How much can a woman take without breaking down? A great lot more than ever imagined. Most epics and, later, classical works of literature have women made to walk on fire, but Anuradha lives in a veritable inferno. At critical moments of despair and pain she is surprised by the array of strange personalities emerging from deep within her own self.
In ways how unusual can a man love a woman? How selfish and cruel can intense love turn when spurned? As much as one finds in here.

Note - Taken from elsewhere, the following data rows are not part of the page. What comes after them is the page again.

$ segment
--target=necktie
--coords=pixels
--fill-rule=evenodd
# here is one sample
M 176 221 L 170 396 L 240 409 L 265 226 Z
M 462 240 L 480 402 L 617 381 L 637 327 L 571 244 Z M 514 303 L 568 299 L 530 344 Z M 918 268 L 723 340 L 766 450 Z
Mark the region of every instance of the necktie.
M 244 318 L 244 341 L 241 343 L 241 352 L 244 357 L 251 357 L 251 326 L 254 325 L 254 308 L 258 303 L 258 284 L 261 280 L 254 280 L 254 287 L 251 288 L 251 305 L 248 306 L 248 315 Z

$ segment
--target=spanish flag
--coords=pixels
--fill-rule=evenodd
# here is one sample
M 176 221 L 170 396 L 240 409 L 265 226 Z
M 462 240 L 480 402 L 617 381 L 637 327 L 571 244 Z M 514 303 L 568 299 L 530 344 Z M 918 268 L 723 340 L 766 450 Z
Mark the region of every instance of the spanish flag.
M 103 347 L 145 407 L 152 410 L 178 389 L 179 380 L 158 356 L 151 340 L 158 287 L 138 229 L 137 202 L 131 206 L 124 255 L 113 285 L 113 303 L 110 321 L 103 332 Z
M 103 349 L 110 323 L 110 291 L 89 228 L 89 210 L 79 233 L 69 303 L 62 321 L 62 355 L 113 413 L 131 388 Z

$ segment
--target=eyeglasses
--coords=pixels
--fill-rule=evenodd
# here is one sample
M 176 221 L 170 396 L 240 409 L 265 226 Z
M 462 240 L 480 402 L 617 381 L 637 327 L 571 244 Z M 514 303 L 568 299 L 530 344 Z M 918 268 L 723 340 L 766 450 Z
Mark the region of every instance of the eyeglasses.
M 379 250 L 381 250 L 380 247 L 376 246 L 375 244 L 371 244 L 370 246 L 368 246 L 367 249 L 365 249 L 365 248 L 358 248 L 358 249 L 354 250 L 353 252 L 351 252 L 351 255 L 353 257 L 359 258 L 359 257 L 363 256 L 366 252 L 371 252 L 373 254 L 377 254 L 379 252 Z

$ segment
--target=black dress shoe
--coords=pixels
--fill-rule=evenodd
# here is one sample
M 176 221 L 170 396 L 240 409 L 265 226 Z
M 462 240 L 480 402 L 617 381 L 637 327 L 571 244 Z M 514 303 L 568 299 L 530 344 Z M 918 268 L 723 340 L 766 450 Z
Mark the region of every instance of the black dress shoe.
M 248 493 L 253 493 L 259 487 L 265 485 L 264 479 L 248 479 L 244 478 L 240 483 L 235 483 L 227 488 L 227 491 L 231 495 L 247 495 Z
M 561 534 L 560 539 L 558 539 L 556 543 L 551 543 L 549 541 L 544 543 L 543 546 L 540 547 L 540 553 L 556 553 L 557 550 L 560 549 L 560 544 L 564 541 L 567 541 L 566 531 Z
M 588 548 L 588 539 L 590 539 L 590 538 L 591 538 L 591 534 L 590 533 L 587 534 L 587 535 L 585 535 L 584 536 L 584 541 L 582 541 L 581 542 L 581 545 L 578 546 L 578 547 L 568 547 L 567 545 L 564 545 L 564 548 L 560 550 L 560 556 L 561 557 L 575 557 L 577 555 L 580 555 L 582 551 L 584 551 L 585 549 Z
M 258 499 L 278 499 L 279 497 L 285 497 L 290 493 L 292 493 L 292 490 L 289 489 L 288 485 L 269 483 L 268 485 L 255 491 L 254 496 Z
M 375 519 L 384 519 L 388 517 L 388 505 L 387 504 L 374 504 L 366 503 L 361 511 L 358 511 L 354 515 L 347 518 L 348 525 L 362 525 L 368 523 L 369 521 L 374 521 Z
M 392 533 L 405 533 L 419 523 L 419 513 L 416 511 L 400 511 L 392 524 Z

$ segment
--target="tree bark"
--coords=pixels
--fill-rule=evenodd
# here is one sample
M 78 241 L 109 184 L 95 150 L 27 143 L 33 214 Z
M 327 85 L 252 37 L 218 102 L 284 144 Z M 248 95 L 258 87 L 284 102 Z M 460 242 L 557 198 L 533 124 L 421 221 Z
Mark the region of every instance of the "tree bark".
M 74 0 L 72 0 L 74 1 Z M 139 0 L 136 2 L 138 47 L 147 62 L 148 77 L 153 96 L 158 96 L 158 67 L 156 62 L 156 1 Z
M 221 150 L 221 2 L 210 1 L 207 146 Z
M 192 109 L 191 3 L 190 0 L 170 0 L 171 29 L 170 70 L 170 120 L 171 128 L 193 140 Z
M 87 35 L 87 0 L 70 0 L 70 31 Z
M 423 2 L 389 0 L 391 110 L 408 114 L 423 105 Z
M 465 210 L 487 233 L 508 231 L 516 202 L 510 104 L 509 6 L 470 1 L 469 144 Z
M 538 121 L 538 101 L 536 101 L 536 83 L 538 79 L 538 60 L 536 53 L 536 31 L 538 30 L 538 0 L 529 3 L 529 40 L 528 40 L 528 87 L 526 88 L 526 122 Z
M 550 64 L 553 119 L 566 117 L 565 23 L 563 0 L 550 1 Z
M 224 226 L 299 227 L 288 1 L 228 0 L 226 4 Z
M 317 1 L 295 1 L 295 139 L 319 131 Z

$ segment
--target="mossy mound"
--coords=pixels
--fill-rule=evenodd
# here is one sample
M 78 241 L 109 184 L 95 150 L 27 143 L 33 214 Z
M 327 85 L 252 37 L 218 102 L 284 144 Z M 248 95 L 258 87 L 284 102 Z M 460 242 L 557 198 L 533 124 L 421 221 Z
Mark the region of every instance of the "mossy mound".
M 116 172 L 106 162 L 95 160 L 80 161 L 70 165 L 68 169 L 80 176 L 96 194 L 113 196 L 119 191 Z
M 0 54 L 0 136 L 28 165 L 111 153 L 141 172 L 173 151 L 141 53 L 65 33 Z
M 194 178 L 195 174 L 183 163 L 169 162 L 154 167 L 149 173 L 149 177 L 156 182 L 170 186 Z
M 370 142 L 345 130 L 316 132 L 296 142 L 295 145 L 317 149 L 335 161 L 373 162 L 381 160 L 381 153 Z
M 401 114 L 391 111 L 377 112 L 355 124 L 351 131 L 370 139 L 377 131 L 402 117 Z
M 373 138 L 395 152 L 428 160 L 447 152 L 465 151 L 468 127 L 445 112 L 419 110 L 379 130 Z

What does vengeance do to the person in his teens harboring it? And what drives a mother to act in ways so bewildering in circumstances never faced before in human history?
WHAT CAN’T BE LEFT UNSAID
While writing nine novels in a row during the eighties and early nineties of the last century, I knew I was chronicling the impact of abrupt changes in all aspects of life around me caused by the flood of science and technology after World War II. These nine novels were in fact constituted by three clusters, each of which was in turn formed by three individual titles – all thematically connected. The third and last cluster tells the story of Arjun the revolutionary, his relatives and friends. Birds That Fly Ahead is the first of the three; Heart-Rending Times is the second, and Now for a Tearful Smile the last of what has since been called the ‘Arjun Trilogy’. All three, complete in themselves as independent narrations as well, have run into very many reprints and earned critical acclaim. The publication of the translation of this title makes the complete trilogy universally accessible.
While putting it up on the global counter, I have examined each of its components over and again. They have only become more relevant with the passage of time. We are falling more and more behind the prophets and the visionaries – the birds that fly ahead. As a result, we have more heart-rending experiences per life. A lasting smile is long overdue, most welcome even if it turns out to be tearful!